Example: P P P means "three paragraphs in a row."
- support -- How many times this exact structure appears across the corpus.
- examples -- Snippets from the corpus showing where this structure occurs.
- centroid -- The abstracted list of child elements for the pattern.
2. Decode the Signatures
You'll need to map the cryptic tokens (P, S, PARA, L, etc.) to human-readable terms.
Example map:
| Token | Meaning |
|-------|---------|
| P or PARA | Paragraph |
| S | Sentence |
| XS | Short phrase |
| L | List |
| M | Metadata |
| CHUNK | Chunk of related blocks |
| SEC | Section |
3. Build a Human-Readable Table
Go pattern by pattern and make a spreadsheet or Markdown table:
| Pattern ID | Level | Signature | Support | Template Name |
|---|---|---|---|---|
| P-2-2119 | 2 | P P P | 4 | Three-paragraph sequence |
| P-3-2617 | 3 | S | 108 | Single-sentence block |
| P-5-3244 | 5 | PARA × 8 | 3 | Section with eight short paragraphs |
This makes it much easier to scan and identify recurring document structures.
4. Look for Dominant Patterns
Sort by Support to find the most common structures.
Example insights:
- A very high support count for P at Level 2 means the docs lean heavily on single-paragraph sentences.
- Frequent Level 5 patterns (Section) made up of PARA PARA PARA suggest standard section layouts.
5. Identify Hierarchical Composition
Patterns at higher levels are made from patterns at lower levels.
To manually trace this:
1. Pick a high-level pattern (e.g., Level 5: PARA PARA PARA).
2. Look up what PARA maps to at Level 3.
3. Continue down until you hit Level 1 phrases.
This shows structural nesting, which reveals the blueprint of your corpus.
6. Interpret the Function of the Patterns
Ask: - What problem does this structure solve? - Example: A "Section → Multiple short paragraphs" pattern makes information scannable. - How does it fit the content domain? - Technical docs often solve "reader needs quick facts" by using repetitive, predictable patterns. - What variations exist? - Does the same topic get presented with 2 paragraphs in one doc but 5 in another?

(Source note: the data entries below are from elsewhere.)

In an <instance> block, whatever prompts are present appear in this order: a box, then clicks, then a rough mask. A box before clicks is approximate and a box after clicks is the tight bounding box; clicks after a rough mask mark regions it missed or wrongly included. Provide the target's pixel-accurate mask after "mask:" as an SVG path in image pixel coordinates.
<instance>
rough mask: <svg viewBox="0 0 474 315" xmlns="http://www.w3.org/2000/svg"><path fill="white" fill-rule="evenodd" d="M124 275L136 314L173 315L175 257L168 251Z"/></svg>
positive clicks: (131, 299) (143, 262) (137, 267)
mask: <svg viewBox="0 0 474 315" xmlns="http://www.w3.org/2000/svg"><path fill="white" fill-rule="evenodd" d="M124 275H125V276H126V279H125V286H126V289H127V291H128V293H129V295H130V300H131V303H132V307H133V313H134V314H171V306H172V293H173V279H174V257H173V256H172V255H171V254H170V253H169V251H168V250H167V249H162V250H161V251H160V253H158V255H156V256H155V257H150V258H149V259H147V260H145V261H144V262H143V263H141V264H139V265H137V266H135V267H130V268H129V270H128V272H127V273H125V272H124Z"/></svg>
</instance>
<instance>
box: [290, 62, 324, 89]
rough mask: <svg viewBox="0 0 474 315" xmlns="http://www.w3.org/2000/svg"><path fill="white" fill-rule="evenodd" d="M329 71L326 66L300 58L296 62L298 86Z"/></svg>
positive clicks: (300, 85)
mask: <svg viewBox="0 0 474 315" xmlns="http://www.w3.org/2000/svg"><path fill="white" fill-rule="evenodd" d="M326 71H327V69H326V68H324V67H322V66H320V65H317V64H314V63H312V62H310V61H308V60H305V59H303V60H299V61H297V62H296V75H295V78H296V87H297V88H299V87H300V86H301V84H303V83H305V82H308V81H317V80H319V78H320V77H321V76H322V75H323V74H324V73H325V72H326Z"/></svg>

Why?
7. Create Human-Readable Templates
Once you understand the patterns, you can write templates:
Example:
## Section: VM Sizes Supported
- Intro paragraph summarizing purpose
- List of supported configurations
- One or more explanatory paragraphs
- Optional table for reference
Types of Insight You Get
- Structural consistency -- Whether your docs follow a standard composition.
- Pattern dominance -- Which layouts occur most often.
- Information density -- Short vs. long paragraph chains, sentence counts.
- Opportunities for reuse -- Frequent patterns can be turned into authoring templates.
- Reader experience clues -- Consistent patterns suggest intentional design for scannability, navigation, or comprehension.